An article written by Ray Calleja: Head – Private Clients, MeDirect
In previous articles, we discussed the importance of diversification in an investment portfolio, where you invest in securities that perform differently in a specific situation. It can help reduce volatility and potentially increase your returns over time. Today, we will discuss the problem where you could be investing in several mutual funds with overlapping positions, which can actually reduce the effectiveness of diversification.
A frequent investing theme of today is owning more than a dozen mutual funds. Often purchased over time with little thought as to how the collection fits together, if at all. Owning several funds can result in creating significant overlap of securities. That is, individual holdings within the mutual funds are often the same, or quite similar. While fund names differ, their holdings may not.
This can happen because different funds may highlight the same or similar parts of the market and result in a portfolio concentrated in one particular equity, industry, economic sector or geographic region. This can help dilute your effort of diversification. However, checking your portfolio for fund overlap is relatively easy.

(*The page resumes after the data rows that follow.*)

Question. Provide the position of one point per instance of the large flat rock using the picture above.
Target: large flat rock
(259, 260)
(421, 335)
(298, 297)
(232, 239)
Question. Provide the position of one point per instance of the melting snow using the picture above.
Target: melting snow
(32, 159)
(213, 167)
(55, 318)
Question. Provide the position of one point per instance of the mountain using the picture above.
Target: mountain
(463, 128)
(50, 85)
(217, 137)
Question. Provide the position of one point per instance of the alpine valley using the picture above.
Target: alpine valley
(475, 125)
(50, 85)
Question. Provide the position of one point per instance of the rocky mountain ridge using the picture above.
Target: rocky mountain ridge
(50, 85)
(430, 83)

Fund overlap will expose you to the risk of having too much money concentrated in one or a limited number of securities. This can lead to below-average returns and possibly higher volatility and ultimately it can mean that you will not achieve your financial goals. Many experts recommend that you should review your portfolio at least once a year to check for overlap and take the necessary steps to correct it. Admittedly, diversification cannot guarantee a profit or protect you against loss in down markets but it usually comes close to doing so.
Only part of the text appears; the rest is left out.